For fuck sake. Not this again. “I am not angry with anybody in this room,” I said angrily. Except for myself. Iris and Three both looked at me before going back to pretending not to listen. Ugh. I should have stayed in my room.
“Okay,” Amena said brightly. “If that's the case…can I do your hair?”
What? “Why?”
“Because you still look upset and people doing my hair makes me feel better.” She was…happy again? I would never understand adolescents.
“No, why-” I looked around. I couldn't do this out loud anymore. Why can you stand to be near me after what I did?
She didn't miss a beat, You mean recognising me in the middle of a horrible alien remnant induced nightmare and not killing me despite everything trying to force you to?
I almost killed you. Multiple times.
Okay but you didn't. Also it wasn't you. And I forgive you. If you'd attended any of the crew meetings in the last few days you'd know you weren't the only one and we could have already had this conversation.
I watched those crew meetings. I knew. But they were just afraid humans. The damage they could do was minimal. I was a rogue Secunit. I'd killed 57 miners once. I didn't get to be out of control.

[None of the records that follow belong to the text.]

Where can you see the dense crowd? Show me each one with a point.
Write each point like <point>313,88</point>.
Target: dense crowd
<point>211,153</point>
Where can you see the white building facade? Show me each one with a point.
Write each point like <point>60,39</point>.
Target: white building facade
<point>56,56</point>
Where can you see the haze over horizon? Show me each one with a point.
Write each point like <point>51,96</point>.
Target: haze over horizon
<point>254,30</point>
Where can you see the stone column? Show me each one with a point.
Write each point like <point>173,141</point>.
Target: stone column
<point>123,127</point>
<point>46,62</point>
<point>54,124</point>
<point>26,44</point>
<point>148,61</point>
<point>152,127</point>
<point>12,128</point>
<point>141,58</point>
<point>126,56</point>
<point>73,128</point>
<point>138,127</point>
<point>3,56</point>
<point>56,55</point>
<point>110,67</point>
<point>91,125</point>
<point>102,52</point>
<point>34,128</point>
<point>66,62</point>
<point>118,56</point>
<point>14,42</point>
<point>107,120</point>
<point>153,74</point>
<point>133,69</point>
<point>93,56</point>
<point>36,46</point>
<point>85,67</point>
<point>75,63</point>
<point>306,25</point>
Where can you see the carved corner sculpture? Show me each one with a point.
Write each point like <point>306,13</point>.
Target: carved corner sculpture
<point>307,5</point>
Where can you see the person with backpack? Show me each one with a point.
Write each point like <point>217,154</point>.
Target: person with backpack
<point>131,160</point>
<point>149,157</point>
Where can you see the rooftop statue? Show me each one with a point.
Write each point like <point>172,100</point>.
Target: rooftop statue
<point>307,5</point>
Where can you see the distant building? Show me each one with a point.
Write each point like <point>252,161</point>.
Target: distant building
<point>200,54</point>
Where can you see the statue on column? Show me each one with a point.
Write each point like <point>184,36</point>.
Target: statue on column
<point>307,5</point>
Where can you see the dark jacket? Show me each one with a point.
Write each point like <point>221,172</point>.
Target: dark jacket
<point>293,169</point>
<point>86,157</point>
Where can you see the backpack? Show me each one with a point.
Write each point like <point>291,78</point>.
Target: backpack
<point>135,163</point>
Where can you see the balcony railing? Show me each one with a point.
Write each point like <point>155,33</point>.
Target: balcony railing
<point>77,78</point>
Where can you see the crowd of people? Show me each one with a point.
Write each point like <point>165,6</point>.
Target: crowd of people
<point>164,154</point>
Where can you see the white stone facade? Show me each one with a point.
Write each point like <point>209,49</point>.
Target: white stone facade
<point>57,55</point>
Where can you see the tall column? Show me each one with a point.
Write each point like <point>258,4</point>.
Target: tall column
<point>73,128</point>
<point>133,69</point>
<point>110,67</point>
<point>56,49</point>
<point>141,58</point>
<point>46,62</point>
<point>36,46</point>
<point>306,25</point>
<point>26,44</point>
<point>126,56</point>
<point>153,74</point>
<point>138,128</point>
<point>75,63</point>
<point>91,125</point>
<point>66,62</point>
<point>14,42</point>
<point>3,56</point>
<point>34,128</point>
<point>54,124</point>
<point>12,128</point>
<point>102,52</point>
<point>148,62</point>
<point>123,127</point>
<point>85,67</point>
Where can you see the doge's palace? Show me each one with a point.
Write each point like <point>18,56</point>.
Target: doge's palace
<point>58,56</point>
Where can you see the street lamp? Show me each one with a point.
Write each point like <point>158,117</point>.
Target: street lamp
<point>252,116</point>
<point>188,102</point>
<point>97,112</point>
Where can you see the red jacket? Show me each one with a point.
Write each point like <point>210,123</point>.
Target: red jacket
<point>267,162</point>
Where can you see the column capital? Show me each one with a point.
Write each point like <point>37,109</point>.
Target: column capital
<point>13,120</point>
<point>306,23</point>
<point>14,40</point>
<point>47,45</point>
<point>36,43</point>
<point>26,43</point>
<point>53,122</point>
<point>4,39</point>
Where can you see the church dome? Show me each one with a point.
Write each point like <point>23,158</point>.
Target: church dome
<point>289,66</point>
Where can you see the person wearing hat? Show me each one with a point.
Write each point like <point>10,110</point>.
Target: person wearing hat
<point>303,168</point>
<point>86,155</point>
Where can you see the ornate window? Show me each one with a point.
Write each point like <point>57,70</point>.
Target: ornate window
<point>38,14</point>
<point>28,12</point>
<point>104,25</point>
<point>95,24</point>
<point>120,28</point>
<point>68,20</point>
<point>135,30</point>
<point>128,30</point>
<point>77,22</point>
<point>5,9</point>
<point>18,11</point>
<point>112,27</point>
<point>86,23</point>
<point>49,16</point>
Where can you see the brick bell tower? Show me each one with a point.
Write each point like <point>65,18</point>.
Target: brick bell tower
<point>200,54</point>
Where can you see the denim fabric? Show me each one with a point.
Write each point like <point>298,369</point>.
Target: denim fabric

Three pinged me. I'd forgotten how close it was to me in the feed these days. It'd probably felt the self-loathing as if it belonged to itself. ART too. It pinged me to a shared workspace. Governor Module Contingencies. ART must have shared it with it. It had already added 5 more including one for the creepy reward system governor module which temporarily disabled the reward system pathway.
“Come on Secunit,” Amena wheedled. “I'm not angry at you and I'm not scared of you. Let me do your hair?”
She didn't look scared. Maybe I hadn't ruined this. “Go on then,” I said, lowering my head in acquiesce. It felt vulnerable, exposing my neck and dataport like that but I trusted everyone here. Which was a weird feeling but a good one. And no fucking alien remnant contamination was going to take it away.